The real protection, though, is not putting content on the client that cannot tolerate capture, and enforcing access server-side. Keep high-value data and full media on the server, deliver to the device only what the user is entitled to see and only when they are authorized, and for protected media use established DRM designed for the purpose rather than a screenshot trick, while recognizing even DRM does not beat a camera. Assume the client can be compromised and the screen can be captured, and design so that a captured screenshot does not expose anything you cannot afford to lose.
Approaches and their limits
Seeing the options together clarifies what each can and cannot do.
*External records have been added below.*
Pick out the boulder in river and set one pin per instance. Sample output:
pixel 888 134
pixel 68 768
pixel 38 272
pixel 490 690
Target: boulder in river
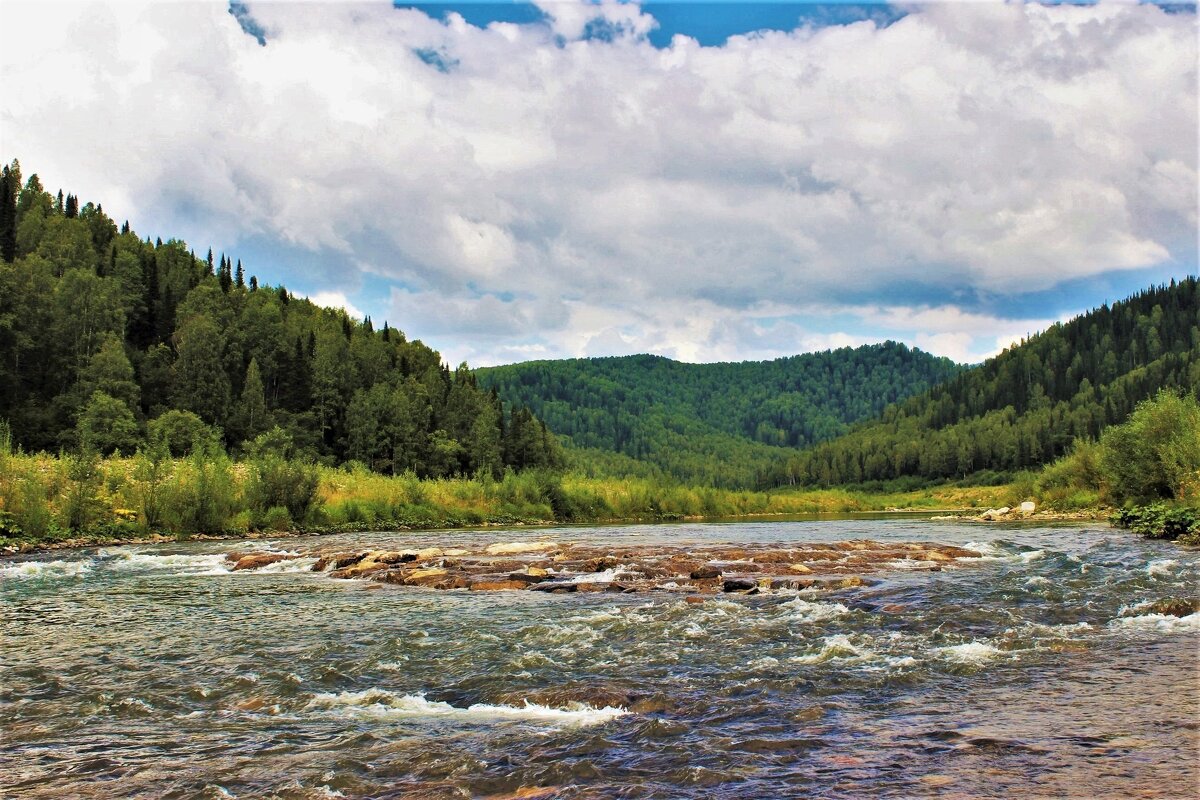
pixel 256 560
pixel 1175 606
pixel 515 548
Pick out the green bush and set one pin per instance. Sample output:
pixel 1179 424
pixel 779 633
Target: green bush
pixel 276 518
pixel 277 482
pixel 202 497
pixel 184 433
pixel 1156 453
pixel 1161 521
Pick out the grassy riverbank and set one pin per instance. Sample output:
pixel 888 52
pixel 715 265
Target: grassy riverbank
pixel 47 500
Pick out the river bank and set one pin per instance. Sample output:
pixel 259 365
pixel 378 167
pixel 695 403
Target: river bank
pixel 47 501
pixel 1011 669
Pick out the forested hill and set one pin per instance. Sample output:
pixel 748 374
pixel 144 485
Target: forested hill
pixel 107 338
pixel 718 423
pixel 1027 405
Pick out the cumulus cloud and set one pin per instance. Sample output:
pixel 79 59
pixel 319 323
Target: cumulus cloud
pixel 564 187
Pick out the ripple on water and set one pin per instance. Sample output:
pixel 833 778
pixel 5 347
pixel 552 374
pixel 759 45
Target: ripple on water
pixel 1036 642
pixel 378 703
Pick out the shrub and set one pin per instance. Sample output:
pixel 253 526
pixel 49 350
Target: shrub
pixel 1156 453
pixel 277 482
pixel 107 425
pixel 184 433
pixel 1161 521
pixel 276 518
pixel 202 495
pixel 81 505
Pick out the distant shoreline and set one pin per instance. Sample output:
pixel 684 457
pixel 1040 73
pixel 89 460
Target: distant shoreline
pixel 931 515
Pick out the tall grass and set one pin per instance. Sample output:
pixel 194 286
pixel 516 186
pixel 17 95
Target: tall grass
pixel 46 498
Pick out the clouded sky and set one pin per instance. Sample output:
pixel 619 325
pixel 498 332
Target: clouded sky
pixel 707 181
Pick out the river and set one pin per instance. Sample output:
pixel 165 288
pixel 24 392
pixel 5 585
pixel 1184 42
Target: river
pixel 1038 669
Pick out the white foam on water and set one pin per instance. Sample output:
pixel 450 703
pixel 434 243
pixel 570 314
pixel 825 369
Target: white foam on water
pixel 1023 558
pixel 1161 569
pixel 25 570
pixel 765 662
pixel 377 703
pixel 809 612
pixel 910 564
pixel 833 647
pixel 517 548
pixel 606 576
pixel 180 564
pixel 1158 623
pixel 970 653
pixel 289 565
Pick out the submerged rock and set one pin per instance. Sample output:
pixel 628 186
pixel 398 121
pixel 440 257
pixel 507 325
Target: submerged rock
pixel 256 560
pixel 513 548
pixel 1175 607
pixel 564 567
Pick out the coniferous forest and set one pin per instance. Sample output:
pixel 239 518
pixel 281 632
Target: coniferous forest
pixel 108 338
pixel 730 425
pixel 1030 404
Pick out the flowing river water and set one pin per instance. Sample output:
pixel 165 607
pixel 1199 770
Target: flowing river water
pixel 1039 671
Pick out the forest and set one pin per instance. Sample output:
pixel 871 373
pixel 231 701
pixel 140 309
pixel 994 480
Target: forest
pixel 1030 404
pixel 731 425
pixel 109 341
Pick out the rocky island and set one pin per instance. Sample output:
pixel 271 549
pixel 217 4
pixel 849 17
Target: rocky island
pixel 556 567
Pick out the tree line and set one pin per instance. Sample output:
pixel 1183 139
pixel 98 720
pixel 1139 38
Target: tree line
pixel 730 425
pixel 1030 404
pixel 107 340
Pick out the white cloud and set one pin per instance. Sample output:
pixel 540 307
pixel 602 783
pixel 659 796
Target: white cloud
pixel 336 300
pixel 693 200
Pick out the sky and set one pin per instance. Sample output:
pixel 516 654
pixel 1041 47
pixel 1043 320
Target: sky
pixel 709 181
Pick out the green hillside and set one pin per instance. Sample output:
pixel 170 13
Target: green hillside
pixel 108 341
pixel 713 423
pixel 1027 405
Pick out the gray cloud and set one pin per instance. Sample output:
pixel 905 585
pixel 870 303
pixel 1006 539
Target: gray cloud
pixel 535 192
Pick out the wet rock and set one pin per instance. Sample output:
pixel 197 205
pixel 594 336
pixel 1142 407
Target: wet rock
pixel 259 559
pixel 1175 607
pixel 346 560
pixel 774 557
pixel 527 578
pixel 496 585
pixel 360 570
pixel 417 577
pixel 598 564
pixel 513 548
pixel 555 587
pixel 393 557
pixel 528 793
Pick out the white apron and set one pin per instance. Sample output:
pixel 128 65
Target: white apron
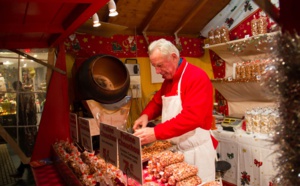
pixel 196 145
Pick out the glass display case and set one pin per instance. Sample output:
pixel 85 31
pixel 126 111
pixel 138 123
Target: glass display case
pixel 14 113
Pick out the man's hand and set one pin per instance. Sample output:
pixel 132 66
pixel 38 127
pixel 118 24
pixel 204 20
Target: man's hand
pixel 146 135
pixel 141 122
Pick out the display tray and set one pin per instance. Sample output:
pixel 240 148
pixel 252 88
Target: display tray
pixel 64 171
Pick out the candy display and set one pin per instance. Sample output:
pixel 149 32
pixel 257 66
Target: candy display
pixel 261 120
pixel 156 147
pixel 89 168
pixel 163 168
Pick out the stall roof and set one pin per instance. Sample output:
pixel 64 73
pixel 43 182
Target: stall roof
pixel 44 24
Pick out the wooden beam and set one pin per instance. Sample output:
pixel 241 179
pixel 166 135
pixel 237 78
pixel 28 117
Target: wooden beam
pixel 14 145
pixel 147 21
pixel 192 13
pixel 38 61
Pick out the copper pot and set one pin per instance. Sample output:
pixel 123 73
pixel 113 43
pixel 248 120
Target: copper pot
pixel 103 78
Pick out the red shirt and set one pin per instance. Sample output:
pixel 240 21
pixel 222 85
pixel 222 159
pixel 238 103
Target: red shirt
pixel 196 98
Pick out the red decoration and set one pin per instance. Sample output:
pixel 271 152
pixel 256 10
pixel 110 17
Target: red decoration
pixel 257 163
pixel 124 46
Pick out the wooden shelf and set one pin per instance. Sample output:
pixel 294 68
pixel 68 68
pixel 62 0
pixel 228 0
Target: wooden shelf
pixel 247 49
pixel 244 91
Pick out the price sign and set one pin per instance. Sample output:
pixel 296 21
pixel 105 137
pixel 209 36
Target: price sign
pixel 130 160
pixel 108 143
pixel 85 133
pixel 73 127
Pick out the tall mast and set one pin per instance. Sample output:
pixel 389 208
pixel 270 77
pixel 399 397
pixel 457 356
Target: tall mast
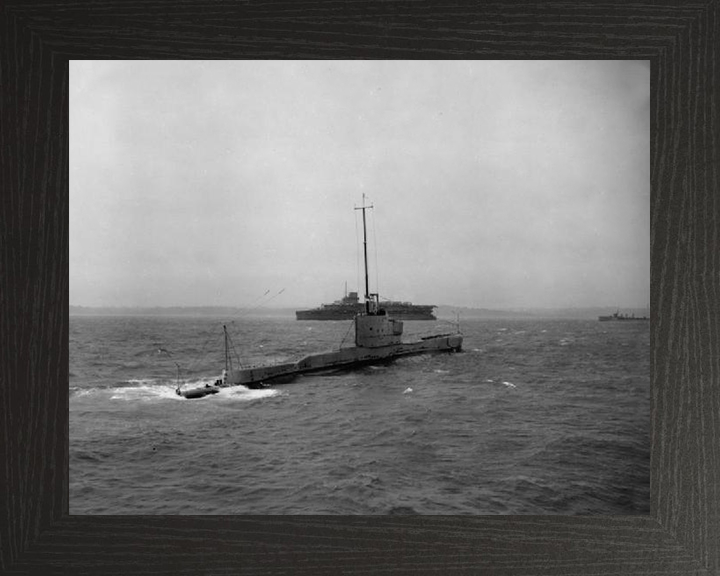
pixel 367 283
pixel 226 351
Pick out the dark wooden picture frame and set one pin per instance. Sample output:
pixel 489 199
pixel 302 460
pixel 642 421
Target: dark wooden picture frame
pixel 681 535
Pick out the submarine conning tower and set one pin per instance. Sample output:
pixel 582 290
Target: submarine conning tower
pixel 375 328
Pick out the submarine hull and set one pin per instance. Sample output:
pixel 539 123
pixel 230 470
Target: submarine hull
pixel 351 357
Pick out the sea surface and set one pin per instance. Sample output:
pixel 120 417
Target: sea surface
pixel 533 417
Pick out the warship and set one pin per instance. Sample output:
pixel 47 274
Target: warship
pixel 617 317
pixel 350 306
pixel 378 339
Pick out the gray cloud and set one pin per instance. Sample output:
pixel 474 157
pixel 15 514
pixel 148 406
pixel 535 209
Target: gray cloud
pixel 494 183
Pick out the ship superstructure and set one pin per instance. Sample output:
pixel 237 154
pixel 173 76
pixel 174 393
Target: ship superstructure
pixel 378 338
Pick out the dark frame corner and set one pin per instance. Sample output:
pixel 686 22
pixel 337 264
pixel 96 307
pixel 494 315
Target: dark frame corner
pixel 681 40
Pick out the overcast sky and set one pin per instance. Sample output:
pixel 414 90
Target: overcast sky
pixel 494 184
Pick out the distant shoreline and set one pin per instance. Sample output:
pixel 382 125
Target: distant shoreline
pixel 444 312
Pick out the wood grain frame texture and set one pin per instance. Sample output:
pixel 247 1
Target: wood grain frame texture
pixel 682 533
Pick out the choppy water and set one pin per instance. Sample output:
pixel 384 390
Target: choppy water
pixel 534 417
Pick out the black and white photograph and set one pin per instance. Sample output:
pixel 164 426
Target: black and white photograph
pixel 368 287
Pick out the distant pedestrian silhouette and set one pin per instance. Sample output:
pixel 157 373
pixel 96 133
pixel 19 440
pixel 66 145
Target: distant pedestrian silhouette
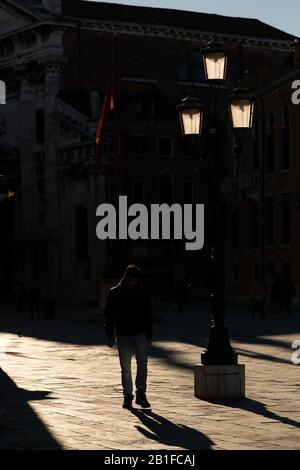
pixel 277 295
pixel 34 298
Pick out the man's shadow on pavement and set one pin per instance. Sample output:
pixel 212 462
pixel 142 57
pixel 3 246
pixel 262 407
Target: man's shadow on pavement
pixel 168 433
pixel 257 407
pixel 22 428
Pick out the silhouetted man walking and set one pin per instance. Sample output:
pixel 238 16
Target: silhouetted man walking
pixel 128 318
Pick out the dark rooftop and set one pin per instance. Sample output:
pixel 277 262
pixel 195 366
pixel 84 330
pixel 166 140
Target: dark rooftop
pixel 210 23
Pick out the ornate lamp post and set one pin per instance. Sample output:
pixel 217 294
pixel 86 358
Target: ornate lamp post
pixel 219 376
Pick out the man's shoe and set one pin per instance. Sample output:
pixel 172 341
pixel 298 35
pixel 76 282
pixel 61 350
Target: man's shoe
pixel 141 400
pixel 127 403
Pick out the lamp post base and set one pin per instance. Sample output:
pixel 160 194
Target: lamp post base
pixel 220 383
pixel 219 351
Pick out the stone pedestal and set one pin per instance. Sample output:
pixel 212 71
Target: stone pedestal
pixel 220 383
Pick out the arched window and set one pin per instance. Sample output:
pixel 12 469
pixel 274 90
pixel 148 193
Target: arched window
pixel 271 144
pixel 81 233
pixel 286 140
pixel 2 92
pixel 165 183
pixel 44 269
pixel 191 68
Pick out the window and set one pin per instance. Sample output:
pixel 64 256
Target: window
pixel 235 229
pixel 255 225
pixel 270 221
pixel 235 272
pixel 165 146
pixel 41 191
pixel 255 272
pixel 188 192
pixel 286 210
pixel 40 126
pixel 184 147
pixel 165 183
pixel 112 144
pixel 138 190
pixel 191 68
pixel 137 145
pixel 287 268
pixel 271 144
pixel 271 269
pixel 286 140
pixel 81 234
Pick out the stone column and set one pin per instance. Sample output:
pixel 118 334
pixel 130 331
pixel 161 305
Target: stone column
pixel 26 157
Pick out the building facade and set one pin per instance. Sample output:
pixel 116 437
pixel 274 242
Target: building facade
pixel 55 58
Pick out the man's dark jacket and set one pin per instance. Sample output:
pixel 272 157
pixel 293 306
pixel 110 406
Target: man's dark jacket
pixel 128 312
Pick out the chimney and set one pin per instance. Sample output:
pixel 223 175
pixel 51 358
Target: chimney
pixel 53 6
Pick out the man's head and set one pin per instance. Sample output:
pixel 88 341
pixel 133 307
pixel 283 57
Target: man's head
pixel 132 275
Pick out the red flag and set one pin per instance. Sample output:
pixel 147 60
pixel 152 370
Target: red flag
pixel 108 105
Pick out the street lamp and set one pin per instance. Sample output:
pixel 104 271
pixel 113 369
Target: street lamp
pixel 219 376
pixel 215 61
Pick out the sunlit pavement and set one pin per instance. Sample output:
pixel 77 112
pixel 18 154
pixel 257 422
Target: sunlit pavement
pixel 60 386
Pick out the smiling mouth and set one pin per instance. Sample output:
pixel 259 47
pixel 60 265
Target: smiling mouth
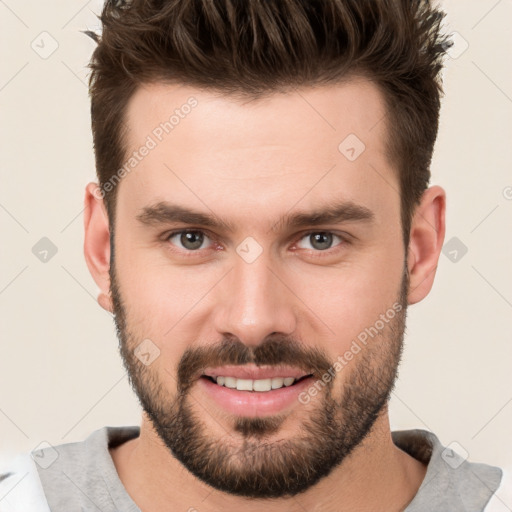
pixel 255 385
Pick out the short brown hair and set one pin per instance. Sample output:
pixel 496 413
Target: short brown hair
pixel 256 47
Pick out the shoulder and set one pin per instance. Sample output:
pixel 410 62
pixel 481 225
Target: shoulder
pixel 20 486
pixel 501 500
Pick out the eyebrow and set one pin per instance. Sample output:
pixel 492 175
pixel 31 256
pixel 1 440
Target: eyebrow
pixel 333 213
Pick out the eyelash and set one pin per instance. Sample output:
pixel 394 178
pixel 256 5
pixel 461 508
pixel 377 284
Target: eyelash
pixel 344 240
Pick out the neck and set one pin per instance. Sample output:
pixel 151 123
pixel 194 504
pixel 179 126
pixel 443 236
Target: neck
pixel 377 475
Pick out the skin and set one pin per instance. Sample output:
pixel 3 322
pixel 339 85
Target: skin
pixel 251 162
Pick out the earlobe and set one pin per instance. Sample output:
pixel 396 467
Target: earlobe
pixel 97 243
pixel 425 243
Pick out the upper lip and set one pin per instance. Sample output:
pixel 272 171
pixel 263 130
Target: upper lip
pixel 255 372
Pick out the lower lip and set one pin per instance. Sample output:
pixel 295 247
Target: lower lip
pixel 254 403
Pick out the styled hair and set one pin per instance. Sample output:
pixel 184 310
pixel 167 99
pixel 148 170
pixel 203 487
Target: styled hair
pixel 253 48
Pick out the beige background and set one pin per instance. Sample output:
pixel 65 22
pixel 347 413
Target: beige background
pixel 60 373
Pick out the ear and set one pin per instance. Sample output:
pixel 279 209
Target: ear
pixel 425 243
pixel 97 242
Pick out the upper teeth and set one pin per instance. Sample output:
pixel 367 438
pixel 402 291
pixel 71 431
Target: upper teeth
pixel 254 385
The table below compares them.
| Approach | What it does | Limitation |
|---|---|---|
| Native prevention API | Does not exist on iOS | Cannot block a screenshot outright |
| Secure text entry layer | Excludes a view's layer from capture | Undocumented, fragile, per-view |
| ScreenShieldKit or similar | Packages the exclusion technique | Paid, same platform and camera limits |
| Screenshot and recording detection | Reacts after or during capture | Responds, does not prevent |
| A second camera | Photographs the screen | Defeats every on-screen method |
Read the table by promise: none of these prevents capture in the way the word suggests, so choose them as deterrents and put real protection server-side.
Implementation checklist
Working through these steps builds a realistic deterrent and real protection. The checklist below covers them.
| Step | Action | Done? |
|---|---|---|
| Set honest expectations | Treat prevention as a deterrent, not a guarantee | [ ] |
| Detect capture | Use the screenshot notification and capture status | [ ] |
| Protect sensitive views | Secure text entry layer or a library like ScreenShieldKit | [ ] |
| Keep secrets off the client | Do not ship what must never be captured | [ ] |
| Protect server-side | Authorize access and deliver only viewable content | [ ] |
| Watermark | Tie content to the user to trace and deter leaks | [ ] |
The step that matters most is keeping genuine secrets off the client, because every on-screen technique above it can be defeated by the analog hole or an iOS change.
Assess what your app exposes
Because the real question is what your app puts on a device where the screen can be captured, seeing what your build actually exposes helps more than assuming a capture trick covers it. Knowing where sensitive data is stored and what ships in the app is the input to deciding what must stay server-side.
A scanner like PTKD.com analyzes your build and reports issues such as insecure data storage, leaked keys and secrets, and over-broad permissions by severity, mapped to OWASP MASVS, so you can see what would be exposed if a screenshot or a compromised device reveals it. To be clear about the boundary: PTKD does not prevent screenshots, which nothing fully can on iOS, and it does not implement a capture-exclusion technique. It helps you understand and reduce what your app exposes so you are not relying on a fragile trick to protect it.
What to take away
- iOS has no public API to fully prevent screenshots, so full prevention in SwiftUI is not possible, only detection and deterrence.
- The common workaround places content inside a secure text entry field's layer, which iOS excludes from capture, but it is undocumented, fragile, and per-view.
- Commercial libraries like ScreenShieldKit package that technique more robustly, but they share the same platform limits and cannot beat a second camera.
- Use the supported screenshot and recording detection to react and obscure content, understanding that detection responds rather than prevents.
- For DRM and banking apps, keep real secrets off the client, protect data server-side, add watermarking, and assess what your app exposes with a tool like PTKD.com.